Jeff Sovern Discusses Mortgage Education

January 19, 2012

In the Media

Academic Minute
WAMC
Albany, NY
January 19, 2012

Transcript:

When the economy improves, more consumers will want to buy homes, and need mortgages. That means consumer-borrowers will need to know what they are promising to pay so they can tell whether they can keep that promise. One of the causes of the Great Recession was that borrowers assumed debts that they not only couldn't repay, but didn't know they couldn't repay and that led to defaults. Federal law required lenders to give borrowers forms that supposedly told them what they had to pay, but the forms were misleading. In addition, mortgage brokers say that consumers didn't use the disclosure forms to make decisions and spent little time with them.

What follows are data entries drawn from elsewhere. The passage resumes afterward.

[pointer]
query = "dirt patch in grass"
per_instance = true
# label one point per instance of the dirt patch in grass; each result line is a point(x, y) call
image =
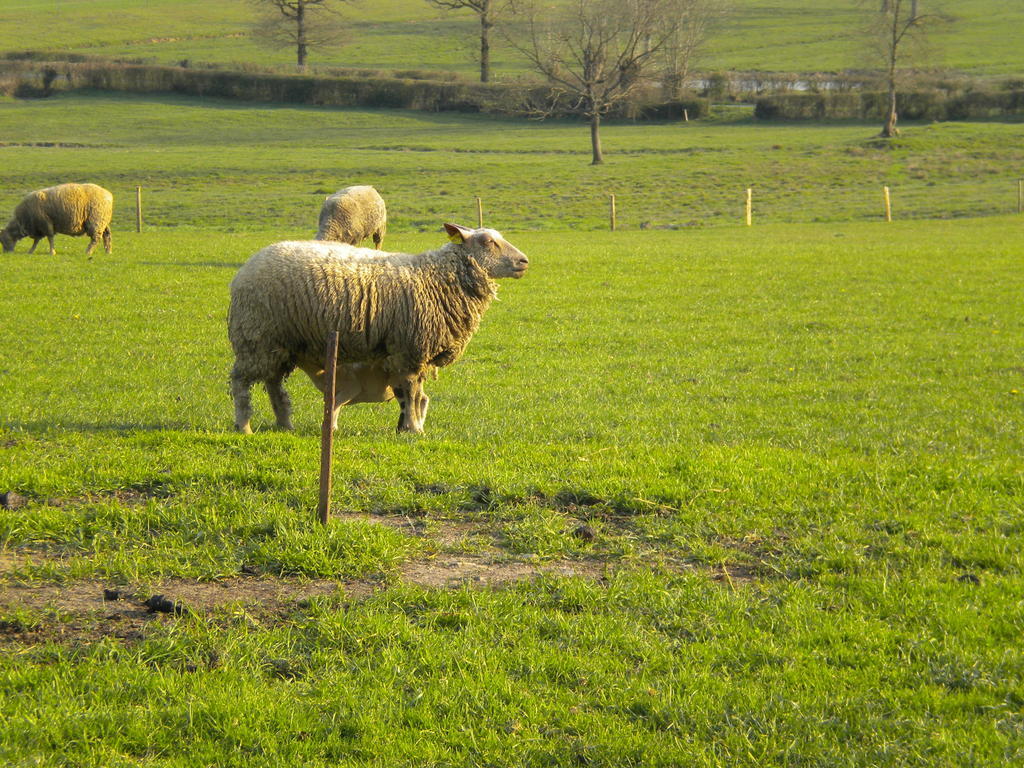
point(81, 612)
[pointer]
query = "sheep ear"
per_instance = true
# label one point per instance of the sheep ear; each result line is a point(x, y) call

The Consumer Financial Protection Bureau was created in part to help consumers understand what they are getting into when they take out a mortgage. The Bureau has been trying to achieve that goal by soliciting comments on new 2-page loan disclosure forms, so that consumers could more easily understand loan terms.

Unfortunately, even two, simpler, pages may still be too complex for some borrowers. Borrowers may still not use them, just as they didn't use the old forms.Fortunately, another way to help borrowers exists. Some borrowers have benefited from loan counselors who warn them away from bad loans. A Chicago study, for example, found that counseled borrowers were less likely to default and were more likely to understand their loan terms.

Experiments like the one in Chicago suggest that borrowers would benefit from a two-tier system. Those who can understand loan terms from disclosures which they can prove by taking a test on the terms can use them. But those who fail the test should be required to see mortgage counselors. That will help borrowers and maybe prevent the next Great Recession.